It turns out that these exact conditions allow us to carry out an invalid-curve attack. You can read more about what an invalid-curve attack is in “Guide to Elliptic Curve Cryptography” by Hankerson, Menezes and Vanstone on page 182. Also read a recent CVE-2019–9836 describing this attack in a practical setting (this was the second hint for this challenge).

The gist of the attack: if we can make the node compute shared secrets from low order points of relatively prime order, and can find results of these computations, we can recover the secret using the Chinese Remainder Theorem (CRT).
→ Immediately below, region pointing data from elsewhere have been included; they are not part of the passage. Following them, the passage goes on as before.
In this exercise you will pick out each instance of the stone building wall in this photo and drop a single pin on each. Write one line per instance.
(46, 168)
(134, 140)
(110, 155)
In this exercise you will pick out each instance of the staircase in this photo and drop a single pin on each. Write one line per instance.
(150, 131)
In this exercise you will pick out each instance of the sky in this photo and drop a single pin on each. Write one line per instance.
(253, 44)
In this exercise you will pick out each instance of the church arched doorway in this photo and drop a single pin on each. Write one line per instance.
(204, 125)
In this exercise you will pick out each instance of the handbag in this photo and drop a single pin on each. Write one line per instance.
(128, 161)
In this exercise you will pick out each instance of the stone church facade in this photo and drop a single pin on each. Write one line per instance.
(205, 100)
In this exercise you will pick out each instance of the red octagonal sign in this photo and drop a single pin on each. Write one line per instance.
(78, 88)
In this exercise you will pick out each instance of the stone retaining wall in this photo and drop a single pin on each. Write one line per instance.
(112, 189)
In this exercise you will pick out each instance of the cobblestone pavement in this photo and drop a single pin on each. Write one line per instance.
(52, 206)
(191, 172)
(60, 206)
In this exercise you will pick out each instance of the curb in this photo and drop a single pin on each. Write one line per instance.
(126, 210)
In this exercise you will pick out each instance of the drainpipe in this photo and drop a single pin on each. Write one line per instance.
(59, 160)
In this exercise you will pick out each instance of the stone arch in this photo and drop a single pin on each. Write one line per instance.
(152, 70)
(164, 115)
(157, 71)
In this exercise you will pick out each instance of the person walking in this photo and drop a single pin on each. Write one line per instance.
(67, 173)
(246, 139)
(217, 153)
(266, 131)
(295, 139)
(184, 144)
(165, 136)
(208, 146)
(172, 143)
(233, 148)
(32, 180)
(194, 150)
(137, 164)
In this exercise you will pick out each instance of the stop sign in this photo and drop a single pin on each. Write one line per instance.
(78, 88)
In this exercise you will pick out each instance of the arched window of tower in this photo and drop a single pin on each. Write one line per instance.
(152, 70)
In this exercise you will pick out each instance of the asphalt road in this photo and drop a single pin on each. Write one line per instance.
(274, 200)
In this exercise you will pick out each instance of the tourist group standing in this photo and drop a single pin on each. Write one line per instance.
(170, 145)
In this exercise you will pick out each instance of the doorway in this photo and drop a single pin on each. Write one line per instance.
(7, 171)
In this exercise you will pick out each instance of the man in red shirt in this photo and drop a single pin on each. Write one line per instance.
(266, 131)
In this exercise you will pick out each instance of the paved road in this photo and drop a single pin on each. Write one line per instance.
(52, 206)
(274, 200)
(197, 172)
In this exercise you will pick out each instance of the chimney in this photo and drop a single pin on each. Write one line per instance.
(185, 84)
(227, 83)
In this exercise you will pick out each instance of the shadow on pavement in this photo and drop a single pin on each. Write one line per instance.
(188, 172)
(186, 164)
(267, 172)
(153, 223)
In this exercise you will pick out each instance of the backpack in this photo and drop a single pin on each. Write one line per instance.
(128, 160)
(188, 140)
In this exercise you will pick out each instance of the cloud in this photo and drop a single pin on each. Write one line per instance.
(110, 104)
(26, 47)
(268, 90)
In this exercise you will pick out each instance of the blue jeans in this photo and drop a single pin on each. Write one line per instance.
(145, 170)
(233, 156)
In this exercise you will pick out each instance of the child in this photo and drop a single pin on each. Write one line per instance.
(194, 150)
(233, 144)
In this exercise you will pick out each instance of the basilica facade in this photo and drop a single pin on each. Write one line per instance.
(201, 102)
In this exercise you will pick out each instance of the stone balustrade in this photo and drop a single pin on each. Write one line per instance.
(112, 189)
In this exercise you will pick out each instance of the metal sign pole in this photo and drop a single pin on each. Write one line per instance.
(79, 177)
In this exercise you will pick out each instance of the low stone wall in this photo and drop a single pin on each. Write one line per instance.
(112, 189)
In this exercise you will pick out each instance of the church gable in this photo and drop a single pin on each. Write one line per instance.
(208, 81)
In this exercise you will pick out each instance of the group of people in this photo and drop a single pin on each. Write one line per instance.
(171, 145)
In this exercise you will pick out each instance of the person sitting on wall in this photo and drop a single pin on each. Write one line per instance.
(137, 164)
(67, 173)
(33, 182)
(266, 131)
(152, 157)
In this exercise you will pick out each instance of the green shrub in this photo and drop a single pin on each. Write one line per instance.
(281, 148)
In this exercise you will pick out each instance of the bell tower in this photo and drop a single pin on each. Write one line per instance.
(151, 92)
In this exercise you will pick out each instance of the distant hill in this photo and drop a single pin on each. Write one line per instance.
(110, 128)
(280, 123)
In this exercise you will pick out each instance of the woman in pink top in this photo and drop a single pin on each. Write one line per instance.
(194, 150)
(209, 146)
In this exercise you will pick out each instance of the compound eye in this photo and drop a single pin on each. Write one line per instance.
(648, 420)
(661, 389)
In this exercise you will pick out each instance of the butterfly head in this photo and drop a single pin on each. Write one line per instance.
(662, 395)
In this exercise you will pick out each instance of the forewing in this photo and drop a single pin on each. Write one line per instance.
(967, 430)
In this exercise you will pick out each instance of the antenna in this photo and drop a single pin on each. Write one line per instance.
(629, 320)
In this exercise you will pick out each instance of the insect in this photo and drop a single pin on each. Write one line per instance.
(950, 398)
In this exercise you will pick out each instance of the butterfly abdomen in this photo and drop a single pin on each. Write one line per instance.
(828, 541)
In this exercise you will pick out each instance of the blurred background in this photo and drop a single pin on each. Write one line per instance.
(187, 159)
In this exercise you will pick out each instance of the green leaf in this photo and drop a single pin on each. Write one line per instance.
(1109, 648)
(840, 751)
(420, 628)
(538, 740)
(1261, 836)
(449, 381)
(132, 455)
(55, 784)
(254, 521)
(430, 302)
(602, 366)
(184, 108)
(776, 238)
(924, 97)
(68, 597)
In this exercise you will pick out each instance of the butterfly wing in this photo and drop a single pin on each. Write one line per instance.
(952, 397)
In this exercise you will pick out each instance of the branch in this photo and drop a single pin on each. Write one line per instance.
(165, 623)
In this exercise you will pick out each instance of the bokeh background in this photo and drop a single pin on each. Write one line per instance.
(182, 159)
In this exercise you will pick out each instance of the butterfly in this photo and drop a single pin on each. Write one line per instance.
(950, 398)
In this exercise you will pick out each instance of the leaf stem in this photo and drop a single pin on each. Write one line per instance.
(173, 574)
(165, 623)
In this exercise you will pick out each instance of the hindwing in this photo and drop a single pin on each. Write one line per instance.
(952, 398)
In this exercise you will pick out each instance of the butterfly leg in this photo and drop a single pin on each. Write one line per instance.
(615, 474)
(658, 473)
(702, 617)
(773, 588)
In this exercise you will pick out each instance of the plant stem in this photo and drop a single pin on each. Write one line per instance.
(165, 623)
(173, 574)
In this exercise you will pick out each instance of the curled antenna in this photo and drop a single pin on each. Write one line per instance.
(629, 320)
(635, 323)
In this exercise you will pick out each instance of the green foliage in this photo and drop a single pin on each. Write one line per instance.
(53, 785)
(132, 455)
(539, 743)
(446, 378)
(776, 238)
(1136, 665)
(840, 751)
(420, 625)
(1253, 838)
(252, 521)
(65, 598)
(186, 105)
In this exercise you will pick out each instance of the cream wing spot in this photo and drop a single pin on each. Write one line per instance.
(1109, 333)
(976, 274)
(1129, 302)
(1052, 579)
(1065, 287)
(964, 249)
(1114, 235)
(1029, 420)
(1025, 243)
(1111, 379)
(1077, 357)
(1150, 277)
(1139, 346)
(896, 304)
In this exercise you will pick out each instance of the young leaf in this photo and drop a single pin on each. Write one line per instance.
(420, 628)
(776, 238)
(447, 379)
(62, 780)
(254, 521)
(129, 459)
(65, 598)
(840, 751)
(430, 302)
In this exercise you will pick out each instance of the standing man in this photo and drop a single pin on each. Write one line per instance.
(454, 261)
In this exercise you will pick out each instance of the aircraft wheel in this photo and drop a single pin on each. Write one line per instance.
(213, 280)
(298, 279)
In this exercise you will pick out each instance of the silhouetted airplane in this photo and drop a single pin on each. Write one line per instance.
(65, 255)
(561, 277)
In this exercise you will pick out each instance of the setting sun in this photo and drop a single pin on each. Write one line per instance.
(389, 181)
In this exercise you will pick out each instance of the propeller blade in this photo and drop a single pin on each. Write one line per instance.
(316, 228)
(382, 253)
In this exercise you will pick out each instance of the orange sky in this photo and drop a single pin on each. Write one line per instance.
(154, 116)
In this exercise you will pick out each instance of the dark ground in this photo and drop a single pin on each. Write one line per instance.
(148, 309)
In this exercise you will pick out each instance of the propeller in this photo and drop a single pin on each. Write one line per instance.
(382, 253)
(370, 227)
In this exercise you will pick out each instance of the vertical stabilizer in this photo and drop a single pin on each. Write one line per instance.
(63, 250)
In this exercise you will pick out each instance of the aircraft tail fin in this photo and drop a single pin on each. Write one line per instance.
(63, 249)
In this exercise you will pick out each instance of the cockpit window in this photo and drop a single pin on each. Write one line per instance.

To be more specific, we need the product of all low order points to be greater than the private key in order for the recovered key to be unique (thus, match the private key). If we calculate the product of the order of all points in `pub_key_points`, we can in fact see that this number doesn’t fit in 160 bits, thus has to be larger than the private key used with brainpoolP160r1 curve.

**Input:**

product = 1

for point in pub_key_points:

product *= point_order(point)

from math import log2

log2(product)

**Output:**

175.1126248794482 # the product occupies 176 bits in binary representation

First, we need to be able to use the CRT. There are many resources on how CRT works, so you can read those if you are curious about math behind it. For solving this problem, I copied the CRT implementation from Rosetta Code.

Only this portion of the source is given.